De acordo com o levantamento, os investimentos realizados em 1987, da ordem de 16% do Orçamento da União para aquele ano, recuaram para 5,8% em 2012. Ao mesmo tempo, os recursos direcionados para área da saúde, conforme determina a Constituição Federal devem ser 8% do orçamento, foram exatamente este percentual nesses dois anos.

“Se abrir mais o orçamento executado no ano passado, 39% foram de INSS, 12,9% foram para o pessoal (funcionário público) na ativa, mas 10,2% são para aqueles que estão inativos. Já os gastos da União voltados para assistência da população de menor renda, ou seja, a despesa com o Programa Bolsa Família, representam 2,6% do orçamento realizado”.


9 comentários

  1. Parreiras Rodrigues
    segunda-feira, 2 de setembro de 2013 – 16:48 hs

    Um dos ítens para o Totalitarismo é o aparelhamento do Estado.
    O outro é fomentar a luta entre classes.
    Tem também a prática do assistencialismo, a desqualificação dos demais poderes.
    O Brasil é sim, um país sob o regime Totalitarista, com as bençãos de Fidel.

  2. segunda-feira, 2 de setembro de 2013 – 16:58 hs

    Em qualquer empresa, como em órgãos públicos, quando o custeio supera o investimento por muito tempo, está se decretando o fim da sustentabilidade do negócio. No caso dos governos é ainda pior, o elefante vai engordando e ficando cada vez mais lento e comilão.
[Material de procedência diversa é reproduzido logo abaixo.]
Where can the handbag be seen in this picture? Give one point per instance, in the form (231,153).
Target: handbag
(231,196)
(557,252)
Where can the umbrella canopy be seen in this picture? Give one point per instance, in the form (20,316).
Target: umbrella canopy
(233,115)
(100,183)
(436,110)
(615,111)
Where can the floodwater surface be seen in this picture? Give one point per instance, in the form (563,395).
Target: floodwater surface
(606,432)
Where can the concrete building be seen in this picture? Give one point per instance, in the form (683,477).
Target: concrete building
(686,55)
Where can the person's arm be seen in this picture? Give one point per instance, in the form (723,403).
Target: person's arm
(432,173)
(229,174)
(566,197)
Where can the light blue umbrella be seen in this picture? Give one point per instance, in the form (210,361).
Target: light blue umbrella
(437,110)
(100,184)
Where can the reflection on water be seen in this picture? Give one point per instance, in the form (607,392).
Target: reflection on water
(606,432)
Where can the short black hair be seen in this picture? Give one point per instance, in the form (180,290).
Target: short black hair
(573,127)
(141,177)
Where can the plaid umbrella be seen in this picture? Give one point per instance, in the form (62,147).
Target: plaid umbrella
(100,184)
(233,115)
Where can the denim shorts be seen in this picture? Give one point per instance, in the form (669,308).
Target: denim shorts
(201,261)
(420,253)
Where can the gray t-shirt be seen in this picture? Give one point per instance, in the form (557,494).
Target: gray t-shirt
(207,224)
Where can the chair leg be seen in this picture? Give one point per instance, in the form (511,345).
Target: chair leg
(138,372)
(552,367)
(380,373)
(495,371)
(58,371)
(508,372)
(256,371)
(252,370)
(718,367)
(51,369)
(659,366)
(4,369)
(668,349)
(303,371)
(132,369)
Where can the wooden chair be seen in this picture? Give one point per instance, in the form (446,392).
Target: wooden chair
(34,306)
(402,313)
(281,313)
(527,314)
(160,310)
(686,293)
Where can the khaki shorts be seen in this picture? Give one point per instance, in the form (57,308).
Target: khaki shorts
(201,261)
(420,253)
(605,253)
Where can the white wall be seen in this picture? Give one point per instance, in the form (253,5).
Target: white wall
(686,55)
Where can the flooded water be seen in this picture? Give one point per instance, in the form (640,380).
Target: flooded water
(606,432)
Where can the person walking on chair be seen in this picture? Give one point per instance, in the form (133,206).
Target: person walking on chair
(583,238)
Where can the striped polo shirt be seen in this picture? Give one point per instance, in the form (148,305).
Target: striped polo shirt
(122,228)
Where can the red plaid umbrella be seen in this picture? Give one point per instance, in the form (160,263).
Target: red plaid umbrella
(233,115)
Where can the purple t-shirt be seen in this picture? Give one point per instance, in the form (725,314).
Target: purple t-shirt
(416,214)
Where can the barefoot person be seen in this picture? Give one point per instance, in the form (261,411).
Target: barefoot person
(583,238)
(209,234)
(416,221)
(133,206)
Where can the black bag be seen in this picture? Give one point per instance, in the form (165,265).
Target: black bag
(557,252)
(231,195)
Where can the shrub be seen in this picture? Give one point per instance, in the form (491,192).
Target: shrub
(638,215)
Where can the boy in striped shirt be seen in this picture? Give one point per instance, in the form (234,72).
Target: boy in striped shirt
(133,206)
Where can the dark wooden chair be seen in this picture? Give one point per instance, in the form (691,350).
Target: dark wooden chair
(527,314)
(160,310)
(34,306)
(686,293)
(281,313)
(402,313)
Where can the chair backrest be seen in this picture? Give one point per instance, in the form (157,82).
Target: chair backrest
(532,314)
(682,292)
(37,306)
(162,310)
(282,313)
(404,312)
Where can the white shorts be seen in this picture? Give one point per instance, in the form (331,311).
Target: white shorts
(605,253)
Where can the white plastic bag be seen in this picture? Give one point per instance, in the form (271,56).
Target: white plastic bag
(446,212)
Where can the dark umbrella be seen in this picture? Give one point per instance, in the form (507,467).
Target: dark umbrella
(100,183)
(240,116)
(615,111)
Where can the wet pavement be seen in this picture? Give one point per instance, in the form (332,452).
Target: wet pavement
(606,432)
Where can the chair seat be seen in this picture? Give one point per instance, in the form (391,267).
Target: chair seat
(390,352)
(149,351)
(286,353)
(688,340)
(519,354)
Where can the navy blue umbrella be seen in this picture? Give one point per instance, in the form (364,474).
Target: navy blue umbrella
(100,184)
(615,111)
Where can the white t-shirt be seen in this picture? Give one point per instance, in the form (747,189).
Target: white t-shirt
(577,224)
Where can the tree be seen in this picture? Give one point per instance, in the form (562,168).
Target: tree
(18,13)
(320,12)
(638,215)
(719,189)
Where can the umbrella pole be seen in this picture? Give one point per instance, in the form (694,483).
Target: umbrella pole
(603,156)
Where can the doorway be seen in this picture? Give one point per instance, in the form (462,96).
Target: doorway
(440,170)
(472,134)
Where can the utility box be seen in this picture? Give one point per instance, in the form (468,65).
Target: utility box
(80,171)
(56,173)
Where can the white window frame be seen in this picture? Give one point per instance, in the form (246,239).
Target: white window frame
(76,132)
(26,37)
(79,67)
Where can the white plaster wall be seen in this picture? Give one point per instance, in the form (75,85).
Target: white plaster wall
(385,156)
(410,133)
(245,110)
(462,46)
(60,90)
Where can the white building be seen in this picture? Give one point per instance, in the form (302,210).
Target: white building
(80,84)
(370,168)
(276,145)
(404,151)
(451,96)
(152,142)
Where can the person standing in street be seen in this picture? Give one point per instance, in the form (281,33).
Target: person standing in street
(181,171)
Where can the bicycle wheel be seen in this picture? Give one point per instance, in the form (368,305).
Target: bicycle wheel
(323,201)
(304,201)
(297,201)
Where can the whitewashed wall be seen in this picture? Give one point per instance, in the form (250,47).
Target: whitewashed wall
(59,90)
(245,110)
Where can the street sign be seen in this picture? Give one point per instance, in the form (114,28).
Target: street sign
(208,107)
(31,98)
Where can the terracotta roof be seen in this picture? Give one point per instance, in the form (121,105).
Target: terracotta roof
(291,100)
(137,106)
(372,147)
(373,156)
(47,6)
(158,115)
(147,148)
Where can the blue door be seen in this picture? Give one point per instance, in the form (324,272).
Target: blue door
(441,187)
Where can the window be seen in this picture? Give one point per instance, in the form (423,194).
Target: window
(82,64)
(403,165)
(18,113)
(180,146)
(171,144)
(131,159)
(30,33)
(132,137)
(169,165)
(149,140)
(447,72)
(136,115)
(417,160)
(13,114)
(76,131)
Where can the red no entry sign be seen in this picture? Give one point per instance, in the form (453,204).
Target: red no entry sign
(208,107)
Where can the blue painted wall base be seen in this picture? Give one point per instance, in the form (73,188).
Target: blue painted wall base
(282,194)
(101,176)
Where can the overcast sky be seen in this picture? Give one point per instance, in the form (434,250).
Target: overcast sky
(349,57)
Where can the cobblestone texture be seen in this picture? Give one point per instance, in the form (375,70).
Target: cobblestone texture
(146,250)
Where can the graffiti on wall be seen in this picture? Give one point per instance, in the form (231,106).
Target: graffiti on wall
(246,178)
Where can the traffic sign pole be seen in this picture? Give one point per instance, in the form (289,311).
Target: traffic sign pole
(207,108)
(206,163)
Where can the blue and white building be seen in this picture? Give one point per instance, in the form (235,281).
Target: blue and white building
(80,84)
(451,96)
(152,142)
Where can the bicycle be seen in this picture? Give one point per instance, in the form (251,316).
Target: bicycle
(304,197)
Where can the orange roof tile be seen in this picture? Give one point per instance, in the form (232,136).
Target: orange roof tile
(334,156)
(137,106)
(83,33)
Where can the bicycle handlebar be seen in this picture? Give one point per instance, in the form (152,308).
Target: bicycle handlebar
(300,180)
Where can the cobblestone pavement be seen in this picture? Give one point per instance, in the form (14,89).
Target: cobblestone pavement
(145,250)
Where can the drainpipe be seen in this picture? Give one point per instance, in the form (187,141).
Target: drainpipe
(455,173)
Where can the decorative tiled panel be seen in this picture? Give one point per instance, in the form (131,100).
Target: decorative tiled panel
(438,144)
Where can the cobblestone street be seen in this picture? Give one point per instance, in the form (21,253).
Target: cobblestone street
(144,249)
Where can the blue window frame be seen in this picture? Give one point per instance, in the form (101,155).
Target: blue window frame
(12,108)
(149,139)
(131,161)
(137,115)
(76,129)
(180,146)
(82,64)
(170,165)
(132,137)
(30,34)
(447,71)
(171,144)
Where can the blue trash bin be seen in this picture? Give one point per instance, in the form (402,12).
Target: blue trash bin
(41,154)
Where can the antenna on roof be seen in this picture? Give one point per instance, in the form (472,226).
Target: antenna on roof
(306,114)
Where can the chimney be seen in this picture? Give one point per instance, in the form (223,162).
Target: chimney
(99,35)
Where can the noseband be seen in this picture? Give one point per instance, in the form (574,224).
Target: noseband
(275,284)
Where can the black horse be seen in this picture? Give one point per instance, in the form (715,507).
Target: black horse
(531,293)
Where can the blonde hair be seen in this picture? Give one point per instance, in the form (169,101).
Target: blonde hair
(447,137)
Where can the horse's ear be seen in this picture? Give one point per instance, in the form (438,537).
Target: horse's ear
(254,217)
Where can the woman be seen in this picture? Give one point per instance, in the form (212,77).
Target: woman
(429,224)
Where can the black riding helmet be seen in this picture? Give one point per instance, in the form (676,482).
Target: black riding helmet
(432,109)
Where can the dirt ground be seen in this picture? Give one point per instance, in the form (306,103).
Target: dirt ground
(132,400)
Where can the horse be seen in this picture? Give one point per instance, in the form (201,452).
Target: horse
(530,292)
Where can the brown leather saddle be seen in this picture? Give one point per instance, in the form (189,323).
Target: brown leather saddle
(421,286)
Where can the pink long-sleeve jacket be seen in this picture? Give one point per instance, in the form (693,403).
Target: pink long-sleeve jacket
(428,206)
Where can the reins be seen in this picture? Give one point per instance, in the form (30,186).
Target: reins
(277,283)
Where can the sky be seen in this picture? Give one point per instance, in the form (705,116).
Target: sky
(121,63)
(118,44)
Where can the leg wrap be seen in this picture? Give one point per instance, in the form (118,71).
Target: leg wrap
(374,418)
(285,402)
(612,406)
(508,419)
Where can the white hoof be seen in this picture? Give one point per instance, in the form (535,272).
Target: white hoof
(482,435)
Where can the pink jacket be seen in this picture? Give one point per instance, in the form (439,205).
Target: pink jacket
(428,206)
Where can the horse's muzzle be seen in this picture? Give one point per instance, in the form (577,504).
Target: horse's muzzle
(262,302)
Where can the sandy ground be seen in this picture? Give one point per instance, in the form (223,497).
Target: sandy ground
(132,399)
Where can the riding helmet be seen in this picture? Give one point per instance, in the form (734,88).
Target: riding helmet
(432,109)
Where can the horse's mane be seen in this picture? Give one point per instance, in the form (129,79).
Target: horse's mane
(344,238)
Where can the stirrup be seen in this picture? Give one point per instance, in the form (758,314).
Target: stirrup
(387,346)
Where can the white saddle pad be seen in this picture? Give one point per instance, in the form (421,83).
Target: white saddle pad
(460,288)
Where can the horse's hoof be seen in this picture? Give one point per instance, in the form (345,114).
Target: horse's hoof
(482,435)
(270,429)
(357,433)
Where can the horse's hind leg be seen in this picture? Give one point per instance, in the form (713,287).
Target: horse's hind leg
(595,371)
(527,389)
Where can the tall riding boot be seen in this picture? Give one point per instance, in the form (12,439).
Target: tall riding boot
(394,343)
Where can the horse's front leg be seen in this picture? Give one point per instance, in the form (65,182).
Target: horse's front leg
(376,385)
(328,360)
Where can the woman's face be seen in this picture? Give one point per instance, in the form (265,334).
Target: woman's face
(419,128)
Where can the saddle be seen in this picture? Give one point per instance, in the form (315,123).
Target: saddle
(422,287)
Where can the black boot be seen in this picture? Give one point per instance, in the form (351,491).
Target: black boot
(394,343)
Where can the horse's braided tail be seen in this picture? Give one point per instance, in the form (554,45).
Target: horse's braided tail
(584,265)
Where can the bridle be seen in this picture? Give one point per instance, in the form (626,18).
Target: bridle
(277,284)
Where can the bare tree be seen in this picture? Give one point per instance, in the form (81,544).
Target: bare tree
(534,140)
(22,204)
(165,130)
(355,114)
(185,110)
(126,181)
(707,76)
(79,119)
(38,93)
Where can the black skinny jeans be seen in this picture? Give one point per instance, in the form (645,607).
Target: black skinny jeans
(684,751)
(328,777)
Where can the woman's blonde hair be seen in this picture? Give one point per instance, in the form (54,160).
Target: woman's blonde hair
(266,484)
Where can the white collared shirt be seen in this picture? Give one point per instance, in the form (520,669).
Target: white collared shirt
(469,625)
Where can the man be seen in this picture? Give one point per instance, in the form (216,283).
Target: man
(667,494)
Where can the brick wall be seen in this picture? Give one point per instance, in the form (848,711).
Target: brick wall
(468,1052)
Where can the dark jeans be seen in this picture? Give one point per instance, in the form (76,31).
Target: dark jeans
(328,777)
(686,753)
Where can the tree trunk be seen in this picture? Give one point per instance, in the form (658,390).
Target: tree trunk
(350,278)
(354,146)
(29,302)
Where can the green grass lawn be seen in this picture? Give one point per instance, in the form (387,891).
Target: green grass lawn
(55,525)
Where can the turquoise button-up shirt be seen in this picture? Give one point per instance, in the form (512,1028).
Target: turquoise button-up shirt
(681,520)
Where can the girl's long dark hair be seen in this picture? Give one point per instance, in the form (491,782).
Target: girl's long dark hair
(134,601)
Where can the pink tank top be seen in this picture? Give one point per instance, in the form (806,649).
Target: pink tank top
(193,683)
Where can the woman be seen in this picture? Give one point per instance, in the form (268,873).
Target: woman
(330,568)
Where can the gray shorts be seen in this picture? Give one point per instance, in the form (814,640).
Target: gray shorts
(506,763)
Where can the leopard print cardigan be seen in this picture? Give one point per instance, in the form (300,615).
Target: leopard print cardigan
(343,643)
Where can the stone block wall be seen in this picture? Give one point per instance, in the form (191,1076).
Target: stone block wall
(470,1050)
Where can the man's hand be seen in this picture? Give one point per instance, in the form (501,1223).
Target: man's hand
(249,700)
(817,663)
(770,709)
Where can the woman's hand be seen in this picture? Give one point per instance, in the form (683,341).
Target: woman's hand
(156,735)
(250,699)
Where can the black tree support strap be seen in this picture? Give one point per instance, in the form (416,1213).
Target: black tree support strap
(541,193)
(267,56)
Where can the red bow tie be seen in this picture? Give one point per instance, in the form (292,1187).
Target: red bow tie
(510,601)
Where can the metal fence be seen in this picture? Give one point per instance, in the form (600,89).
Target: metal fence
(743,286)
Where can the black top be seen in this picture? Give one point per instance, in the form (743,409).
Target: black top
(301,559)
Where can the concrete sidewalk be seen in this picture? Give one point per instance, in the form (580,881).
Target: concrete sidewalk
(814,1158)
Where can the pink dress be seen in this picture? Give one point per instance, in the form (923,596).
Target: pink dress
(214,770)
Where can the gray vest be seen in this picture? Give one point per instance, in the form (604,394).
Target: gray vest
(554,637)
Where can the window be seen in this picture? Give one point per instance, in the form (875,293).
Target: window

  3. segunda-feira, 2 de setembro de 2013 – 18:32 hs

    Nao esquecendo que no governo do Parana o valor e de 81 %

  4. Jorge Hardt Filho
    segunda-feira, 2 de setembro de 2013 – 21:03 hs

    Viva a “nova república”.

  5. Parreiras Rodrigues
    terça-feira, 3 de setembro de 2013 – 12:10 hs

    Ninguém está aplaudindo o inchamento do quadro de pessoal no governo do Paraná, pelo contrário. Como sempre, a busca de erros para justificar erros.

  6. QUESTIONADOR
    terça-feira, 3 de setembro de 2013 – 12:40 hs

    -De fato comprovado não agora, mas de outros tempos.
    -Qualquer governo tende a se extinguir com o inchaço da máquina pública…investimentos cada vez menores nas diversas áreas.
    -Mas tudo isto não é coincidência e sim estipulado para acontecer o quanto antes. Tudo é orquestrado de forma a acaber com o governo na forma na qual conhecemos…

  7. Inês
    terça-feira, 3 de setembro de 2013 – 15:58 hs

    tem jeito para isto, é só reduzir o nº de argos comissiondos. ou melhor “” o cabide de emprego”””

  8. Inês
    terça-feira, 3 de setembro de 2013 – 15:59 hs

    tem jeito para isto, é só reduzir o nº de cargos comissionados. ou melhor “” o cabide de emprego”””

  9. Luiz
    terça-feira, 3 de setembro de 2013 – 21:57 hs

    “9% foram de INSS, 12,9% foram para o pessoal (funcionário público) na ativa, mas 10,2% são para aqueles que estão inativos.”

    Ué?…mas os funcionários já não pagaram para sua aposentadoria e inss?
    Tá cheirando mal esse estudo neoliberal.